Microsoft unleashed a massive update across its product line for Patch Tuesday this month, leading to what security experts say will be a long patching cycle for security professionals everywhere.
As always, Microsoft recommends that customers test and deploy all bulletins as soon as possible.
Pete Voss, communications manager, Microsoft
The company fixed a record-breaking 64 vulnerabilities with 17 security bulletins. The last time Microsoft produced such an extensive list was back in December, which also had 17 bulletins but contained patches for fewer vulnerabilities.
Of the nine "critical" bulletins in April, flaws affecting Internet Explorer and the Windows Server Message Block (SMB) network and file sharing protocol appear to be the most dangerous, according to Jason Miller, a data team manager at St.

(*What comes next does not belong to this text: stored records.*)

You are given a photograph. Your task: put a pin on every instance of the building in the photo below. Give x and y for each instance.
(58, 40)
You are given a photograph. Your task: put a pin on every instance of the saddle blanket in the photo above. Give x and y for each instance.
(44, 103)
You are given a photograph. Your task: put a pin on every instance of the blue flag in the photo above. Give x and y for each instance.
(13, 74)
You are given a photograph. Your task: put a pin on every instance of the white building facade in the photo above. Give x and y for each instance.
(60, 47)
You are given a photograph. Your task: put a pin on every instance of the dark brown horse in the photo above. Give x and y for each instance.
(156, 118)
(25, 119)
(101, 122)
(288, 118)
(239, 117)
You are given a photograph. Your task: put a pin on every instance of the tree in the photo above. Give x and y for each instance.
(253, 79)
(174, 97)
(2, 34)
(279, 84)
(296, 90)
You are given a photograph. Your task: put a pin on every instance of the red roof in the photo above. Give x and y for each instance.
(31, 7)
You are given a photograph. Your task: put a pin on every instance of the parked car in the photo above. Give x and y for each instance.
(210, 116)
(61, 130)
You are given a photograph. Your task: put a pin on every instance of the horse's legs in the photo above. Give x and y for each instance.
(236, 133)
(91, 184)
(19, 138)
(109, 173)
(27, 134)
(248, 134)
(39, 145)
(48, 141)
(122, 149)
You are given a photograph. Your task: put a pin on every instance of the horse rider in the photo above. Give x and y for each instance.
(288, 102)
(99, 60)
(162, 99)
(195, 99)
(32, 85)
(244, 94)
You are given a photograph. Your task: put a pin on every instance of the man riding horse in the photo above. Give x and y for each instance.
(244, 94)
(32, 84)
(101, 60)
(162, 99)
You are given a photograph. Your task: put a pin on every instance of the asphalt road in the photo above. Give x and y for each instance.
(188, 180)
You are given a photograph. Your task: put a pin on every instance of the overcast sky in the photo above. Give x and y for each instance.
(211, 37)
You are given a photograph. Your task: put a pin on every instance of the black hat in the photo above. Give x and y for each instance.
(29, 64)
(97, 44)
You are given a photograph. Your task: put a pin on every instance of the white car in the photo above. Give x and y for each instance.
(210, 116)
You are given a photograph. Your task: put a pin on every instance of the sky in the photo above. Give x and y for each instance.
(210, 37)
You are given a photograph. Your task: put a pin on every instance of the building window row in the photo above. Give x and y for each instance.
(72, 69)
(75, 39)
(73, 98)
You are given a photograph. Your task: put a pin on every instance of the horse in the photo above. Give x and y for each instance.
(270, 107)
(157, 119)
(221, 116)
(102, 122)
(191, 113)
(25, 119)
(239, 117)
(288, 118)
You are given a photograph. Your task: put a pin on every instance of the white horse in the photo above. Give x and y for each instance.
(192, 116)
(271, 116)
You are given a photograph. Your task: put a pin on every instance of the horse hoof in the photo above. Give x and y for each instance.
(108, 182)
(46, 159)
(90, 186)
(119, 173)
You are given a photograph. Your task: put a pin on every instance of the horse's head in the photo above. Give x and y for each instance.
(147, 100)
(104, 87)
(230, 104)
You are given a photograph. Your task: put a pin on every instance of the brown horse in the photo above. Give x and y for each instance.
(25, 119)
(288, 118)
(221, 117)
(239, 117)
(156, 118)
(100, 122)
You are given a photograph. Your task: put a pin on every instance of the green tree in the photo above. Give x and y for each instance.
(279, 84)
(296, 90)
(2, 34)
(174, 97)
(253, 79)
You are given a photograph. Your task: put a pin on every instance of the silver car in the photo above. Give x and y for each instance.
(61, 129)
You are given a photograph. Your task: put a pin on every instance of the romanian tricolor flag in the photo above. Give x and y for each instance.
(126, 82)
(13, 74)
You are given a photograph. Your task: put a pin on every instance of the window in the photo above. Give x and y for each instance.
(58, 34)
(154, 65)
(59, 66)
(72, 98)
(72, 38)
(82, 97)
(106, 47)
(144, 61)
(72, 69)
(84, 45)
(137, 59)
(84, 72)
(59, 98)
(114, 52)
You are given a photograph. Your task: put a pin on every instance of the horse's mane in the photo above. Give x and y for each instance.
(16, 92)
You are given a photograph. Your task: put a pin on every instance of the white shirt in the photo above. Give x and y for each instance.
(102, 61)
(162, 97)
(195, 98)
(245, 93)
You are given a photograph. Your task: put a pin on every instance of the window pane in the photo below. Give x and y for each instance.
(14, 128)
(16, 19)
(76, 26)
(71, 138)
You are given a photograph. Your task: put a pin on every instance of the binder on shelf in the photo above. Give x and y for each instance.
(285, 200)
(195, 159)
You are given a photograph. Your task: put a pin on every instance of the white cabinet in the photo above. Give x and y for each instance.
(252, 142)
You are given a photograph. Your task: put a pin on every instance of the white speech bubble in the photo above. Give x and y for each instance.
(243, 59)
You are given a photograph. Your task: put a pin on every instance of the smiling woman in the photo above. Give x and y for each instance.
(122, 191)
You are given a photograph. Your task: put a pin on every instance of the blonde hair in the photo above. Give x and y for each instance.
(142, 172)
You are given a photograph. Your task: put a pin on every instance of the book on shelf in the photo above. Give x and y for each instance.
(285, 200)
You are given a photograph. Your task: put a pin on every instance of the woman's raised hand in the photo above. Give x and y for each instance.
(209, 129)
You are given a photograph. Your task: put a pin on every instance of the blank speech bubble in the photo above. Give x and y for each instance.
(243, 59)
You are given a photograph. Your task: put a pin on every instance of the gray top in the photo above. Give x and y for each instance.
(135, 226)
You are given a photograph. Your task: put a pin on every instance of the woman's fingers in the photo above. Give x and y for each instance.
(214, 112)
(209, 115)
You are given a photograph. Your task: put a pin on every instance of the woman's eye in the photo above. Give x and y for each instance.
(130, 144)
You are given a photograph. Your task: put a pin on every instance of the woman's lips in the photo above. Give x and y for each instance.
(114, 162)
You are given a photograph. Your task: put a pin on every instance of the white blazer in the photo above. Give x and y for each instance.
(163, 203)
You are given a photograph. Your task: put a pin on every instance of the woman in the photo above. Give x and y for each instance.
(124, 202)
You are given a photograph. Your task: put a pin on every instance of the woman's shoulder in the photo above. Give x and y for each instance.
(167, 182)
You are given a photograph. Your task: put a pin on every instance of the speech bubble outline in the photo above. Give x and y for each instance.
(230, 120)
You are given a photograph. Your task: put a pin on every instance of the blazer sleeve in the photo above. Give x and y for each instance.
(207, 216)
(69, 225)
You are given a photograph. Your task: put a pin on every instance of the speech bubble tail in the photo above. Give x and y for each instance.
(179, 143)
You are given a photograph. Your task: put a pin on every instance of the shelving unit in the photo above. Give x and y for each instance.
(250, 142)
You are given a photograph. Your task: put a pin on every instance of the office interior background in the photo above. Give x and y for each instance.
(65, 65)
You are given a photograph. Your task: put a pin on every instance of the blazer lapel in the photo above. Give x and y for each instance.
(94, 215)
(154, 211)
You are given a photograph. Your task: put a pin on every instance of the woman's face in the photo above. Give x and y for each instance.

Paul, Minn.-based Shavlik Technologies LLC.
The first, MS11-018 addresses four Internet Explorer vulnerabilities, including a flaw that was exploited during the Pwn2Own contest at the CanSecWest Applied Security Conference. The flaw is not present in Internet Explorer 9, but Shavlik’s Miller pointed out that the IE update is important to patch due to the high volume of people that use IE6, IE7 and IE8. The update corrects the way Internet Explorer handles objects in memory during certain processes and scripts, according to the bulletin.
Security bulletins MS11-019 and MS11-020 address SMB client-side and server side vulnerabilities. Attack code surfaced Feb. 15, targeting one of the SMB flaws. Both vulnerabilities could be exploited by remote attackers or malicious users to cause a denial-of-service (DoS) attack or take control of a vulnerable system. Microsoft said an attacker would have to create a malicious SMB packet and send the packet to an affected system to exploit the flaws.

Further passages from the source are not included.